Exploring the CoreCLR Inside Silverlight
Brandon Bray gave an interesting presentation at MIX09 on how the CLR (the execution engine that underlies the .NET Framework) was refactored to support for Silverlight; I thought I’d share my distilled notes from the session.
Bringing .NET to the Silverlight world was an obvious choice. Not only does it have a broad community and powerful tools ecosystem, but the CLR also offers many important and useful features for building RIAs: strong type safety, partial trust security verification and AppDomains (providing isolation for multiple applications within a single process). But the existing .NET Framework is specific to Windows, and has grown too large for deployment in a web runtime where every byte counts. So it was necessary to rework the CLR to be optimized for this purpose.
CLR Size Reductions
Looking at the .NET architecture, it was designed to support many different scenarios across client and server, including profiling and debugging, just-in-time compilation, and so on. For Silverlight, we just needed to focus on one scenario: interactive client applications. Silverlight contains “CoreCLR”, a cut down version built from the same sources that runs side-by-side with the full .NET CLR. CoreCLR is just 2MB in size. It’s worth noting in passing that CoreCLR is also embedded within other Microsoft technologies, most notably Live Mesh.
Some compromises that could be made to trim the size of the CLR right down:
- We don’t need to support full-trust applications; applications downloaded from the web are always partial trust.
- We don’t need interoperability with native or COM code.
- The versioning model is simpler: we only need one runtime at a time (we don’t need to ship older versions)
- CoreCLR can only be activated through a host (the Silverlight control): it doesn’t need to be activated through an executable or a COM object.
The Silverlight architecture is fundamentally the same: the same architectural boxes are present (albeit the surface area is much smaller in each case), with the exception of NGEN and profiling API support. The JIT does a minimum of optimization to improve startup time and reduce code size. The server-optimized garbage collector is removed, since it isn’t required; the reflection engine is substantially reduced, and Silverlight relies on the underlying operating system for collation string tables that are already standardized.
But that wasn’t enough. To get the CoreCLR down to its target size of 2MB, a good proportion of the size savings had to come from the base class library. CoreCLR includes a subset of the base class library called Small BCL. As with the rest of CoreCLR, Small BCL is built from the same source code as the full .NET BCL.
CoreCLR Security Model
One other area that has contributed significant code size savings is the notion of transparent libraries. The full desktop .NET supports Code Access Security, a very rich but complex security model. The CoreCLR security model makes reasoning about security much easier. There are three layers of code:
- SecurityCritical code: this is code that has full trust (for example, accessing native code through P/Invoke or changing an application’s global state). It also trusts any code that calls it, but can only be accessed by SafeCritical code.
- SafeCritical code is the bridge between SecurityCritical code and the outside world; it should always verify the input from any code that calls it.
- Transparent code is the code that can call into SafeCritical APIs in the Silverlight runtime.

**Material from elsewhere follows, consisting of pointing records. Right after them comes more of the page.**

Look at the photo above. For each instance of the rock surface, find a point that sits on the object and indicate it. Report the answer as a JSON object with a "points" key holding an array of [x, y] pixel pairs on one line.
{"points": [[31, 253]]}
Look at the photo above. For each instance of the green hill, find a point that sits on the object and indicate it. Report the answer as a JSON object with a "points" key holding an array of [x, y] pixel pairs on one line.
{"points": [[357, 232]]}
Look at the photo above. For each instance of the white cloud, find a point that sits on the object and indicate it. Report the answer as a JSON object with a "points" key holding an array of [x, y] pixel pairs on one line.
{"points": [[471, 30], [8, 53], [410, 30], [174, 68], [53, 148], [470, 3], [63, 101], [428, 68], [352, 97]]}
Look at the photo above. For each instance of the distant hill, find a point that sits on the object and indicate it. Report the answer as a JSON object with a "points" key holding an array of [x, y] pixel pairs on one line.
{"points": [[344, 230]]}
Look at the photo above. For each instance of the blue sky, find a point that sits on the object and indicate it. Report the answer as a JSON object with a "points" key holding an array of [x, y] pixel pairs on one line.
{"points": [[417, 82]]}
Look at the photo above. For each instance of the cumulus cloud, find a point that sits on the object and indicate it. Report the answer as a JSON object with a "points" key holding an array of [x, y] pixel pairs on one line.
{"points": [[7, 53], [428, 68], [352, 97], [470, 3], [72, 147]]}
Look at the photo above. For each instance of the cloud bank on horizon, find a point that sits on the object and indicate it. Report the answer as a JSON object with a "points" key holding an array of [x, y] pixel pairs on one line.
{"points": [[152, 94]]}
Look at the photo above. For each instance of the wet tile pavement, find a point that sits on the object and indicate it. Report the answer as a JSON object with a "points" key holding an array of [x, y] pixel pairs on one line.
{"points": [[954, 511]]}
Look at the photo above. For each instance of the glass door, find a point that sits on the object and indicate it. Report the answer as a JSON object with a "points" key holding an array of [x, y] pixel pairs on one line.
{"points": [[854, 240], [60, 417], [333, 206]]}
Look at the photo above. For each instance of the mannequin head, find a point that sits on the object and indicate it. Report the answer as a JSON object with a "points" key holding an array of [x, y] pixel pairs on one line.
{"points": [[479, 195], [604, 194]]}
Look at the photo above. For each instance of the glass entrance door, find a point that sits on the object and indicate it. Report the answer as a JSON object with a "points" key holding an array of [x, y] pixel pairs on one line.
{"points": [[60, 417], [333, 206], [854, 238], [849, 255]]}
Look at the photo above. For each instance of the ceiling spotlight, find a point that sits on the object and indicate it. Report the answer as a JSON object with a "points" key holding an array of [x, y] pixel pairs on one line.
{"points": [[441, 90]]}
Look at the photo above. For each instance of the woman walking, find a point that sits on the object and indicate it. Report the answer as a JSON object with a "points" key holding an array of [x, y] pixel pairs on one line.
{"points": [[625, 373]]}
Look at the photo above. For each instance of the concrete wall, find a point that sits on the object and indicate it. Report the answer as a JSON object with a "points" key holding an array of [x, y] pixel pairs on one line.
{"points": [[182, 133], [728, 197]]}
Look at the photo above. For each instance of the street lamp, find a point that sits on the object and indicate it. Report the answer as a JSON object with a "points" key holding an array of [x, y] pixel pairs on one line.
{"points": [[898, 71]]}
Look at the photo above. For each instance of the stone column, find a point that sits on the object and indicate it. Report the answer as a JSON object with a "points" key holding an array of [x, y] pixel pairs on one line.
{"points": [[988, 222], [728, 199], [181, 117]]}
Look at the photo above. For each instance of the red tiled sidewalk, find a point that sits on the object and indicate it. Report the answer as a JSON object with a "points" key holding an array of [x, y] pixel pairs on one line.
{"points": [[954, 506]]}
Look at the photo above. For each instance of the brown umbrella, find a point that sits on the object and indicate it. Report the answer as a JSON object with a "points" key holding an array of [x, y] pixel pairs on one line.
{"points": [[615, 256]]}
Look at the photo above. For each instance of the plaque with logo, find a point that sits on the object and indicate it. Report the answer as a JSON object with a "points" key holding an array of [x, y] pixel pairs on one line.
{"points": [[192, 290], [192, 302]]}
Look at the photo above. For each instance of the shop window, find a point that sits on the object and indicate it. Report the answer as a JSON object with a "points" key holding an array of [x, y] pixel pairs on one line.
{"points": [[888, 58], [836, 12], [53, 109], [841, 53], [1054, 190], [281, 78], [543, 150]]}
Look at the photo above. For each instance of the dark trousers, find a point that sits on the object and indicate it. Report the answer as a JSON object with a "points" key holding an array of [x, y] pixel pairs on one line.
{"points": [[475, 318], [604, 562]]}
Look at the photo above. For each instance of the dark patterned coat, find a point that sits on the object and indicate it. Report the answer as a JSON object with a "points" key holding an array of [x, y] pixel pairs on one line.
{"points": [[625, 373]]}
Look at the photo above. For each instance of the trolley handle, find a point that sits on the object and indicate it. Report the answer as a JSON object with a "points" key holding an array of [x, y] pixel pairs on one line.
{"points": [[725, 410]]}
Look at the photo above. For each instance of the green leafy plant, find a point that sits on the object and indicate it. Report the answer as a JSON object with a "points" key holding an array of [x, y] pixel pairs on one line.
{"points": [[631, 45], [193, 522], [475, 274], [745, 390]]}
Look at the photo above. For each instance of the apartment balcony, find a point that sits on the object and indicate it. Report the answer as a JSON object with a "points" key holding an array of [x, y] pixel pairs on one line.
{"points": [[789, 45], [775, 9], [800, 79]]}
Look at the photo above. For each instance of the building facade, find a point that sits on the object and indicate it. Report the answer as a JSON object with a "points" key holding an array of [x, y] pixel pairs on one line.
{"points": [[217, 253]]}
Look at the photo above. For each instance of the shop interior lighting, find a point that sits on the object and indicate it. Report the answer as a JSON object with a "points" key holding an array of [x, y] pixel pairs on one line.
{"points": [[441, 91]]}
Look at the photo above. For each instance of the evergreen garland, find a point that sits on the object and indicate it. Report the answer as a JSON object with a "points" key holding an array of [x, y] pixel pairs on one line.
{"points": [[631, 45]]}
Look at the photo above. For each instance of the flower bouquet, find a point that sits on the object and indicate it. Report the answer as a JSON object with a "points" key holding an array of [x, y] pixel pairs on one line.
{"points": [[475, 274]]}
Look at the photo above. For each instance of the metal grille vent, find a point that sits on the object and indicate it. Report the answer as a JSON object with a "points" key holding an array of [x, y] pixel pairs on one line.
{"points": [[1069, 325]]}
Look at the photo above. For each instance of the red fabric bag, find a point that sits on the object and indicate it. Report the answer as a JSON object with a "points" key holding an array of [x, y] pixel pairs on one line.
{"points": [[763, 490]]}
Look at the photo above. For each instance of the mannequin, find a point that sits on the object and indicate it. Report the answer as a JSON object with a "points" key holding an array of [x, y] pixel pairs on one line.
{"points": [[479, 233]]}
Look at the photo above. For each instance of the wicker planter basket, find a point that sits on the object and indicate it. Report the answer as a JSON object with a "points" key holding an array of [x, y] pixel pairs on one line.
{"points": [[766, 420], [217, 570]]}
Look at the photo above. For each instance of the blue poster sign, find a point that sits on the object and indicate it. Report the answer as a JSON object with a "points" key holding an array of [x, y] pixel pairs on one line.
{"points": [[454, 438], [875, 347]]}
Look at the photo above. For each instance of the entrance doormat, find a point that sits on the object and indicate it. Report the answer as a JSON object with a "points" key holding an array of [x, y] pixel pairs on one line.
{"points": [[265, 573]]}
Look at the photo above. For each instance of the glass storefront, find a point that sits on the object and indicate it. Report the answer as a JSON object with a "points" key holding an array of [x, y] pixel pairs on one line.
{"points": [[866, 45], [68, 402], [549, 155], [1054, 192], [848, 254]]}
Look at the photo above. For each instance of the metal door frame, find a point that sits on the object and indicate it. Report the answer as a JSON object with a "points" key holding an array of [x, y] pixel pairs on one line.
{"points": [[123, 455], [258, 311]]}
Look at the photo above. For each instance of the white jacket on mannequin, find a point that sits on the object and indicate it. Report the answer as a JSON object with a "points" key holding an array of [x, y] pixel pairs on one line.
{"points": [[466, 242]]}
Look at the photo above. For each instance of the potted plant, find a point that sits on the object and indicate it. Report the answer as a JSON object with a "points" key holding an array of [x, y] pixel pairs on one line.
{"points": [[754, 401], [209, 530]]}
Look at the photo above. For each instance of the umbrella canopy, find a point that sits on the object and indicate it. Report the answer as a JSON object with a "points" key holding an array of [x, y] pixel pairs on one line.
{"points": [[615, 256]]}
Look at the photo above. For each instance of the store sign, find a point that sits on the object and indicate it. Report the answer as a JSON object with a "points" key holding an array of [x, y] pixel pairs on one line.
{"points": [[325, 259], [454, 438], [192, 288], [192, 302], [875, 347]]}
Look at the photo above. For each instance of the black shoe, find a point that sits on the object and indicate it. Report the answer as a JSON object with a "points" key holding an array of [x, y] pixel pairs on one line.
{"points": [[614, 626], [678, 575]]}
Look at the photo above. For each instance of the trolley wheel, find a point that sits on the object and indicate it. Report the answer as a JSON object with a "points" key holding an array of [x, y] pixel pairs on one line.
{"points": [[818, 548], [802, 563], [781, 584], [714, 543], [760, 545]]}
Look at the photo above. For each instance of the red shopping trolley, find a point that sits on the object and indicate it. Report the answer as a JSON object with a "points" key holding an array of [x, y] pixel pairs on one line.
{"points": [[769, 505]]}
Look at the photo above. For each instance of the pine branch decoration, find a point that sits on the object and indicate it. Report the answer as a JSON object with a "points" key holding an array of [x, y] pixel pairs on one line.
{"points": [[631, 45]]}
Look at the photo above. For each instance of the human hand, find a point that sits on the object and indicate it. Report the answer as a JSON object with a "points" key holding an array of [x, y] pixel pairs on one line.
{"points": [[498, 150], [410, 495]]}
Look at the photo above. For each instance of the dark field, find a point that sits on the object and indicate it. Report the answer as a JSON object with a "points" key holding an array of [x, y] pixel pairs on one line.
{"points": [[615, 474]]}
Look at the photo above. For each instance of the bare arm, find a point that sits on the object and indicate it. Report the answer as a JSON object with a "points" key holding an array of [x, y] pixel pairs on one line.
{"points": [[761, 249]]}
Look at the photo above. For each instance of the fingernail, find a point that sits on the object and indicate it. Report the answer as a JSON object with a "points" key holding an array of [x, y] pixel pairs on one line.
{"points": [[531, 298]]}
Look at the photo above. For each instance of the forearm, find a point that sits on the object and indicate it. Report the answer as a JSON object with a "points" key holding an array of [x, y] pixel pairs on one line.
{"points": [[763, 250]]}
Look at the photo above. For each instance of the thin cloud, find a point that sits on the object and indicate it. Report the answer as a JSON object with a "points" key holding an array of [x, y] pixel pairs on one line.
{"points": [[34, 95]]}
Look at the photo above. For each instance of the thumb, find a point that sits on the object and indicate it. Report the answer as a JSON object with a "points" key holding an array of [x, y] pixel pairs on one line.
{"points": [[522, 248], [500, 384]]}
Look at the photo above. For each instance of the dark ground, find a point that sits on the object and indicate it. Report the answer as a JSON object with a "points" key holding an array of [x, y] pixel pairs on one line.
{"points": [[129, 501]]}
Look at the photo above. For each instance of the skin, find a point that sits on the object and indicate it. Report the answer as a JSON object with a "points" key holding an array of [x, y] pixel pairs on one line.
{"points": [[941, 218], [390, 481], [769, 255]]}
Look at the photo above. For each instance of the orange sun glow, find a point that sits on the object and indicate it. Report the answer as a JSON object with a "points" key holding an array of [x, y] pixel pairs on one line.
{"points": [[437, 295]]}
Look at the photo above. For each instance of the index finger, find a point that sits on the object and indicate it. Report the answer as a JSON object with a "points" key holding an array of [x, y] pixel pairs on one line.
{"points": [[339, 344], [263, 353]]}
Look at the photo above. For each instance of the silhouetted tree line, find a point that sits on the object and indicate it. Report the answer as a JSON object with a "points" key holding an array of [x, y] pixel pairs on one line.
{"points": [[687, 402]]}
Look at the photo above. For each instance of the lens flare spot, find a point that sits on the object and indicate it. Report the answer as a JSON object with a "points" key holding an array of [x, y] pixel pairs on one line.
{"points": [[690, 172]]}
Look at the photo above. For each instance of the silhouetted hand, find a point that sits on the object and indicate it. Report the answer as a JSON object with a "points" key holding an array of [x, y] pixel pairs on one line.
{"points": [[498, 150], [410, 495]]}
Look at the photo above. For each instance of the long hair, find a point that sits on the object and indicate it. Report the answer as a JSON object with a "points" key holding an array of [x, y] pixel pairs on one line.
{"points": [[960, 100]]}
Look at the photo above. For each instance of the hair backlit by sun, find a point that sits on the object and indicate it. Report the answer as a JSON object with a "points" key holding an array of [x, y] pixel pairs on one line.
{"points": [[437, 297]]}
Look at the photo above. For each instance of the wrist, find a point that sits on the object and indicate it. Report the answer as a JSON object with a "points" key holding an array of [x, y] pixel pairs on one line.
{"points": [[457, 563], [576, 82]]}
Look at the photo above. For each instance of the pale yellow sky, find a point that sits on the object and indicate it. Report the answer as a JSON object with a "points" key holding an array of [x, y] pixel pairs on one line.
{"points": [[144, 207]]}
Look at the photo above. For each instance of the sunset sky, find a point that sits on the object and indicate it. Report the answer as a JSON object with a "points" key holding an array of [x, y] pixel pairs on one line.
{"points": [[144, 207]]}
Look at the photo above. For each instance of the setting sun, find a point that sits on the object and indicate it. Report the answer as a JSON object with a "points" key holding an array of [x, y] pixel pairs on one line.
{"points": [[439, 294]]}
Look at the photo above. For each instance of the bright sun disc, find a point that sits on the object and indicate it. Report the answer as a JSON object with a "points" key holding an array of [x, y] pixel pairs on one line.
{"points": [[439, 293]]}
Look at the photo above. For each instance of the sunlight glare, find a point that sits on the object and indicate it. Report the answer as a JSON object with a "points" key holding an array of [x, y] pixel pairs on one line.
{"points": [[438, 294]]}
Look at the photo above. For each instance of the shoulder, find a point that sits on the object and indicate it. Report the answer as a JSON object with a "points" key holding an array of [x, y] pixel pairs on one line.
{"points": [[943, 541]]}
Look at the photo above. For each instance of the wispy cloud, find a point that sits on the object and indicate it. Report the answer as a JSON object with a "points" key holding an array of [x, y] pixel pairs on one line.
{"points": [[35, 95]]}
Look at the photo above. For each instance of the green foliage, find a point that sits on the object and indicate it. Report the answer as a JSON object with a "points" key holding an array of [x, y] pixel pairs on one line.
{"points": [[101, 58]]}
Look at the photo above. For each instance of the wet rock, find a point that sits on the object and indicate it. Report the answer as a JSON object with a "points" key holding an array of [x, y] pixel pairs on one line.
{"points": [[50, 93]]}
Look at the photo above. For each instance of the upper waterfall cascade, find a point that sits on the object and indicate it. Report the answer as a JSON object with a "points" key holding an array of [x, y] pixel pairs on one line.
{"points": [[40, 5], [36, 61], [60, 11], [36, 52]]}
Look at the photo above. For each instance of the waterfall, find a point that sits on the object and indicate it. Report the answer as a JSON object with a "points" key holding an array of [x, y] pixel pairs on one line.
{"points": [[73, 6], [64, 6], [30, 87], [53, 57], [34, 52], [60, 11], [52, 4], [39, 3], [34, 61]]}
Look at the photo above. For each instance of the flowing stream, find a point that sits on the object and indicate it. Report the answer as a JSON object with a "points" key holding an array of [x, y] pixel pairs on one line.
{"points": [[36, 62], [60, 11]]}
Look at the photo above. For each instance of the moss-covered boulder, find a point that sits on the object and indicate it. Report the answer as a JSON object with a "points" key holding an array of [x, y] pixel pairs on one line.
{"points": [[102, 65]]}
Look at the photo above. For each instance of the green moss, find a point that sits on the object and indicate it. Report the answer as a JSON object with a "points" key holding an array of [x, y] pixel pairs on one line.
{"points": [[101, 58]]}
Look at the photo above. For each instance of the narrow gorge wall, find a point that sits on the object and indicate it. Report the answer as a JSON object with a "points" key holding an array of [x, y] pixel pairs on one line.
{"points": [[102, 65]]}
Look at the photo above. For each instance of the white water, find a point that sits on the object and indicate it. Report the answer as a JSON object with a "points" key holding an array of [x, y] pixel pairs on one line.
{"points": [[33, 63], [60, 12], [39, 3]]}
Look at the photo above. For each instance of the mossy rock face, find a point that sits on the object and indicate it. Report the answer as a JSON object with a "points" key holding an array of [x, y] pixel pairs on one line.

This is the only layer that can exist outside of the Silverlight runtime.
Along with the transparent code that a developer compiles into a XAP, the same concept is used for other libraries like LINQ and the DLR as well as many controls; this means that they don’t need to be installed as part of the Silverlight runtime itself but can be downloaded on-demand as part of the application download on request. In Silverlight 3, transparent libraries can be cached so they only have to be downloaded once.
In one critical way the CoreCLR in Silverlight has to do more than the full .NET CLR: it has to run on Mac OS as well as Windows. This is implemented through a Platform Abstraction Layer (PAL), based on the work done some years ago for a research project called Rotor. The PAL can be fairly simple because Silverlight only needs to support the x86 instruction set. Again, this is checked into the main CLR codebase, but is only required for the CoreCLR implementation.